D’altra parte, che aspettarsi dopo un processo lungo tredici anni e un Pubblico Ministero che, riuscendo a tenere in piedi il tempio della giustizia nonostante la prescrizione, verrà punito e spedito in Polinesia (non è uno scherzo, è nel libro): un padre distrutto, un principe sollevato.
Lo stesso principe che portava il suo pargoletto alle udienze, così da farsi additare da Hamer come sadico provocatore, perché lui un figlio ce l’aveva. Lo stesso figlio che pochi anni più in là non più pargoletto, darà lustro alla nazione, e come ringraziamento per aver calpestato di nuovo il suolo italiano, parteciperà a reality di successo e si darà alla politica prima di rifugiandosi nella pace di Ginevra. Sarà al fine la sorella Birgit Hamer a parlare con lo scrittore e autore del libro, Mastrantonio, mai arresasi alle ingiustizie della vita, che porterà di nuovo sul banco dei testimoni il principe (intanto macchiatosi di favoreggiamento della prostituzione e gioco d’azzardo, ed arrestato a Varenna su mandato del P.M. Henry John Woodcock).
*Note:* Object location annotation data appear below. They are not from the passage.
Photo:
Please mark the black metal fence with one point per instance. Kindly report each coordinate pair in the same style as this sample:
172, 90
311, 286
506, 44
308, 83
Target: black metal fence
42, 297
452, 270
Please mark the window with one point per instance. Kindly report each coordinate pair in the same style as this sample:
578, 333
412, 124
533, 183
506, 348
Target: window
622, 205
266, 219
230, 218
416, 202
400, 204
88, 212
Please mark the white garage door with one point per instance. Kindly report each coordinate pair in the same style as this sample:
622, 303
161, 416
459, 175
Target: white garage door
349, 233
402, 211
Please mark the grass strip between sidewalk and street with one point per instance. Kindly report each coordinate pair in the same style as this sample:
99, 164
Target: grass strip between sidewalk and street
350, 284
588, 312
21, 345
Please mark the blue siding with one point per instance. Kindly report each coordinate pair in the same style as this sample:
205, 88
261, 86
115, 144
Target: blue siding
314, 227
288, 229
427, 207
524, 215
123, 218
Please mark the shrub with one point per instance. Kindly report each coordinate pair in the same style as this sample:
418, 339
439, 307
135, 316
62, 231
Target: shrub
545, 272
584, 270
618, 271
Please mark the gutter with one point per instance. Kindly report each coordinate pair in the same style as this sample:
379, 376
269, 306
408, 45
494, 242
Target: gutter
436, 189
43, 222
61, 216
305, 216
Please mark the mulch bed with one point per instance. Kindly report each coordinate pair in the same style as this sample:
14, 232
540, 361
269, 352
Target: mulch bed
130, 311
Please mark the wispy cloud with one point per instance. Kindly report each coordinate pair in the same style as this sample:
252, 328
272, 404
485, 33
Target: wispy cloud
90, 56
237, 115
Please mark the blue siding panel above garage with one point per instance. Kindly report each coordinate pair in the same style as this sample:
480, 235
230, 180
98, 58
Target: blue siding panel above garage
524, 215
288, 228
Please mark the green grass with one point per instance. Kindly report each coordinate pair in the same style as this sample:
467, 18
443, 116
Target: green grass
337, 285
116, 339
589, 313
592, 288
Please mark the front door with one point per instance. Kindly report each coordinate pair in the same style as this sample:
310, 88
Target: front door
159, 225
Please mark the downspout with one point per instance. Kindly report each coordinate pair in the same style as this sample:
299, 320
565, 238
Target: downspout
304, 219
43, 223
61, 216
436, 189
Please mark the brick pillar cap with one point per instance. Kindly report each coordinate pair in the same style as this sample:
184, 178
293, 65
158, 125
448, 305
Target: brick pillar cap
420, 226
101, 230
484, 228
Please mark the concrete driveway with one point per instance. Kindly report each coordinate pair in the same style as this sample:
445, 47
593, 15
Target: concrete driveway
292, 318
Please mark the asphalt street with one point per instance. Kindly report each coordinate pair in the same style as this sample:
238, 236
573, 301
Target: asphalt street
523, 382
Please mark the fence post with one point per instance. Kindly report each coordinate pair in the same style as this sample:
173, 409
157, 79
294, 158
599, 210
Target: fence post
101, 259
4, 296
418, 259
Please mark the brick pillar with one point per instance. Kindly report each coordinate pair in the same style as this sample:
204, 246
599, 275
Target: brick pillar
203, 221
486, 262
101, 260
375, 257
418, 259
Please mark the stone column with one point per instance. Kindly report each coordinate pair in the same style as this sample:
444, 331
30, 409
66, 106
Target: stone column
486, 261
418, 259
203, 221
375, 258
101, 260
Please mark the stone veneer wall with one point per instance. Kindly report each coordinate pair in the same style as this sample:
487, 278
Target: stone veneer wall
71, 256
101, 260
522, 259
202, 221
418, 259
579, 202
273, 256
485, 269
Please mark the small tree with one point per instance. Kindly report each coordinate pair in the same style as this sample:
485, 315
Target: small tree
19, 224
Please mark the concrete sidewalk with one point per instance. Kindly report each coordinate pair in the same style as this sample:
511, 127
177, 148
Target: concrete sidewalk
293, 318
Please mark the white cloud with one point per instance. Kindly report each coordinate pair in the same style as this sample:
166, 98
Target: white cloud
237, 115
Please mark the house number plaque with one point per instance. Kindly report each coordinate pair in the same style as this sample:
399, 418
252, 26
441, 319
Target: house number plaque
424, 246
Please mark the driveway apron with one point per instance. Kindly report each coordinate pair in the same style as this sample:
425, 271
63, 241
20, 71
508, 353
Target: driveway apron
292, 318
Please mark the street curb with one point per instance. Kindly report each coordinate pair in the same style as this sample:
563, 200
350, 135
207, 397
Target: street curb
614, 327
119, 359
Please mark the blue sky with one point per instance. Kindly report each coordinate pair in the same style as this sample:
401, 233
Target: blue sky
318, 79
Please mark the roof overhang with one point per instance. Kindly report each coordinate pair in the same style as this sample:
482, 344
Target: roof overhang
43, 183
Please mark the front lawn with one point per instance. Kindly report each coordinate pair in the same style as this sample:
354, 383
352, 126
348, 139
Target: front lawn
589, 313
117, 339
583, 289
Sarà sempre lei, Birgit, pur combattuta dal sentimento di amore filiale, a fornire le prove degli inganni e dei pericoli della nuova medicina del padre, mettendo in luce le ombre che rischiano di faranno crollare le premesse della sua teoria medica.
Sarà sempre lei a dire, di non aver parlato prima di suo padre per non danneggiare la battaglia affinché suo fratello Dirk avesse giustizia.
Con suo padre il rapporto era conflittuale, del tipo:” prima regola io ho sempre ragione”, seconda regola “se non ho ragione, si applica la prima regola”.
Per quanto riguarda il suo metodo Hamer, credo che possa aiutare i sani a non ammalarsi. Un padre è sempre un padre, e dispiace sia morto senza vedere giustizia per Dirk: se pur un po’ di giustizia morale è stata fatta.
Vero che la storia che vi abbiamo riassunto è la storia di tre poveretti. Un povero mentecatto, il principe, un povero illuso, il Dott. Hamer, un povero morto innocente a cui va tutto il mio affetto.
Nessuno muore a caso, caro Dirk, perché la tua morte ha aperto in realtà tante vite, tante speranze, ed ha smosso in ogni caso le acque, nella buona e nella cattiva sorte.